SSE技术所提供的指令可以对压缩的单精度浮点数进行运算,类似于MMX,SSE也提供了新的指令用于将数据赋值给XMM寄存器,或者从XMM寄存器获取数据,以及对XMM寄存器中的压缩浮点数进行数学运算等。SSE指令有两种后缀:一种是PS后缀,例如下面要提到的MOVAPS指令...
Instruction 指令 |
Description 指令描述 |
---|---|
MOVAPS |
Move four aligned, packed single-precision values to XMM registers or memory 将4个对齐的压缩单精度浮点数加载到XMM寄存器或内存中 |
MOVUPS |
Move four unaligned, packed single-precision values to XMM registers or memory 将4个非对齐的压缩单精度浮点数加载到XMM寄存器或内存中 |
MOVSS |
Move a single-precision value to memory or the low doubleword of a register 将一个单精度浮点数加载到内存中或加载到一个XMM寄存器的低32位 |
MOVLPS |
Move two single-precision values to memory or the low quadword of a register 将2个单精度浮点数加载到内存中或加载到一个XMM寄存器的低64位 |
MOVHPS |
Move two single-precision values to memory or the high quadword of a register 将2个单精度浮点数加载到内存中或加载到一个XMM寄存器的高64位 |
MOVLHPS |
Move two single-precision values from the low quadword to the high quadword 将2个单精度浮点数从XMM寄存器的低64位传值到高64位 |
MOVHLPS |
Move two single-precision values from the high quadword to the low quadword 将2个单精度浮点数从XMM寄存器的高64位传值到低64位 |
Opcode 指令操作码 |
Mnemonic 助记符 |
Description 指令描述 |
---|---|---|
0F 28 /r | MOVAPS xmm1, xmm2/m128 |
Move packed single-precision floating-point values from xmm2/m128 to xmm1. 将压缩单精度浮点数从一个XMM寄存器或128位内存里,传值到一个XMM寄存器中 |
0F 29 /r | MOVAPS xmm2/m128, xmm1 |
Move packed single-precision floating-point values from xmm1 to xmm2/m128. 将压缩单精度浮点数从一个XMM寄存器,传值到一个XMM寄存器或128位的内存中 |
上面的助记符使用的是Intel的汇编语法,源与目标操作数的顺序和AT&T汇编语法的顺序刚好相反。
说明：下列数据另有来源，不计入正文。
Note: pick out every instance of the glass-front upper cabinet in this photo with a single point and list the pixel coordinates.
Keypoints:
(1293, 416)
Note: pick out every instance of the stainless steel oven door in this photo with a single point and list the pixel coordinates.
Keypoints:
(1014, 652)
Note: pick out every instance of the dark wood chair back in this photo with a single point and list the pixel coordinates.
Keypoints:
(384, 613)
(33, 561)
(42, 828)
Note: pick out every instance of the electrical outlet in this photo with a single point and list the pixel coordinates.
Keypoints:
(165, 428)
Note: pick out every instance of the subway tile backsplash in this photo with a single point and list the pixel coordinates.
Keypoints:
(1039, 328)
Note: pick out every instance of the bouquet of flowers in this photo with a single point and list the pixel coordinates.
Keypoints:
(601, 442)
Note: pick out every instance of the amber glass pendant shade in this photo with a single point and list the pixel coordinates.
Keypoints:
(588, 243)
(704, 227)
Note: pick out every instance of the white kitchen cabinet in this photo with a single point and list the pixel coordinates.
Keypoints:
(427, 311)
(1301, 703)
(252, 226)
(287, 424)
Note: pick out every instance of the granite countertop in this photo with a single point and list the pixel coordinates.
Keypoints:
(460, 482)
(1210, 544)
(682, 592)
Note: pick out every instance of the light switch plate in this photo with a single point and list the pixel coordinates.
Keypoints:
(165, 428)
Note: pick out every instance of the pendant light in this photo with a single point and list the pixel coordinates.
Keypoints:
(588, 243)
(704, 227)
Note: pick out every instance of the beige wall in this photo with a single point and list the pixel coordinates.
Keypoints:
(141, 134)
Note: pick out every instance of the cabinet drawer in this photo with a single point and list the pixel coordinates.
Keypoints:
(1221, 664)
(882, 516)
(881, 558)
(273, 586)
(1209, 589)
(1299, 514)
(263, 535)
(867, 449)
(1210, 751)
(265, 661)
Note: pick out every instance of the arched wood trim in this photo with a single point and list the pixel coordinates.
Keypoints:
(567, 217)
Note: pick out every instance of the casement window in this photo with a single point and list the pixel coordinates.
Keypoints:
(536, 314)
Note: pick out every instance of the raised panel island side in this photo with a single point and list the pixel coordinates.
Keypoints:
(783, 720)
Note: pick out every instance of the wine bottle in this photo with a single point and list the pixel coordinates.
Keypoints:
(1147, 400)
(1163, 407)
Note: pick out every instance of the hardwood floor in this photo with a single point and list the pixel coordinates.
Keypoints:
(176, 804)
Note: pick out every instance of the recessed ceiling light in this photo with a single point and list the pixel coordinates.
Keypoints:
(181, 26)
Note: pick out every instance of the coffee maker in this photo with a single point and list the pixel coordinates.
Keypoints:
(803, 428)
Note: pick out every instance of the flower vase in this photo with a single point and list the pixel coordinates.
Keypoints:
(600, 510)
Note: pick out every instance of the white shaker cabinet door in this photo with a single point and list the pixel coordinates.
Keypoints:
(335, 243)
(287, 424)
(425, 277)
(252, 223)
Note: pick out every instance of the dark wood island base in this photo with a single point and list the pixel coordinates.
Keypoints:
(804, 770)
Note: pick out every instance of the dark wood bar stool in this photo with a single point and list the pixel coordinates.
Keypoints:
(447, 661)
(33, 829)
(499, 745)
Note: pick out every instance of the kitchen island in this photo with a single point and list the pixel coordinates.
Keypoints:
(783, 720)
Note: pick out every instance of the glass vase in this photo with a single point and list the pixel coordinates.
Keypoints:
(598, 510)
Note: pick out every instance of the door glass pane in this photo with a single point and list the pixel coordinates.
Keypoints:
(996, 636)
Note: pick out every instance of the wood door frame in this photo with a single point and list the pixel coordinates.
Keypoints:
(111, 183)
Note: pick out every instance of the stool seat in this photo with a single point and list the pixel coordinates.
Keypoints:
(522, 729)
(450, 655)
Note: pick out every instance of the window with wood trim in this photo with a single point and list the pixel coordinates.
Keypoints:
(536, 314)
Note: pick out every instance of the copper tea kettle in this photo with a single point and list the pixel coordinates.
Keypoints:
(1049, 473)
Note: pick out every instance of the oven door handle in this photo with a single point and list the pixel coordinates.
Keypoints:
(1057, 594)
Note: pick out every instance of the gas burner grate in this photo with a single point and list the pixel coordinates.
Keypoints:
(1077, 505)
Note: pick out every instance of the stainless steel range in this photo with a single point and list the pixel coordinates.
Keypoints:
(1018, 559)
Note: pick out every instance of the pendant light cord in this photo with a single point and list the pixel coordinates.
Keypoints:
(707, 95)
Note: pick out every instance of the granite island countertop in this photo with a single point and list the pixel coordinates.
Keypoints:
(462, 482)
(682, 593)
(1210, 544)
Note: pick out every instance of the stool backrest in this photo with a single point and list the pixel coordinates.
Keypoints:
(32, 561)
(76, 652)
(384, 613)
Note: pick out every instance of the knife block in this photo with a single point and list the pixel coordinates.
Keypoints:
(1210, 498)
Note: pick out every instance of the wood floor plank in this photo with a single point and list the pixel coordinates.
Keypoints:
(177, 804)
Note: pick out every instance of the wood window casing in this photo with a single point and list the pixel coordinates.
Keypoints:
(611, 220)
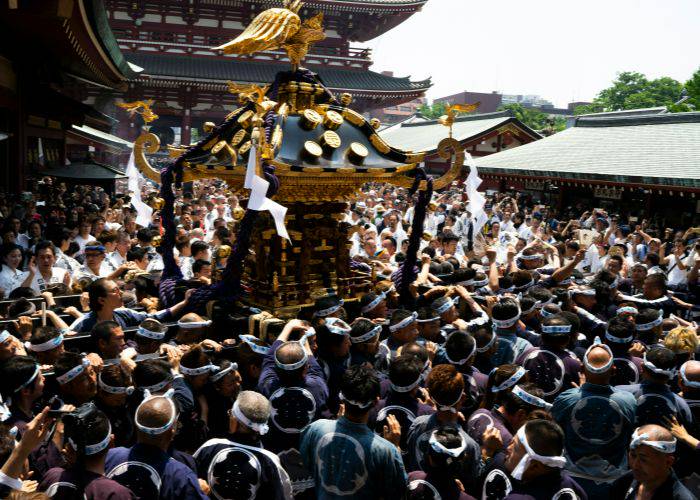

在MOVAPS指令所在的链接页面,还给出了比上表更加详细的描述信息,从其描述信息里,可以看到,当源或目标操作数为内存位置时,该内存位置必须是16字节对齐的,否则就会产生general-protection exception (#GP) 即通用保护性异常,在之前的"汇编数据处理 (四) 数据处理结束篇"的文章中,有一个ssefloat.s的程式,该程式使用的是MOVUPS指令用于对非对齐的内存数据进行操作,如果我们将ssefloat.s里的MOVUPS指令改为MOVAPS的话,程式运行时就会抛出"segmentation fault"的段错误。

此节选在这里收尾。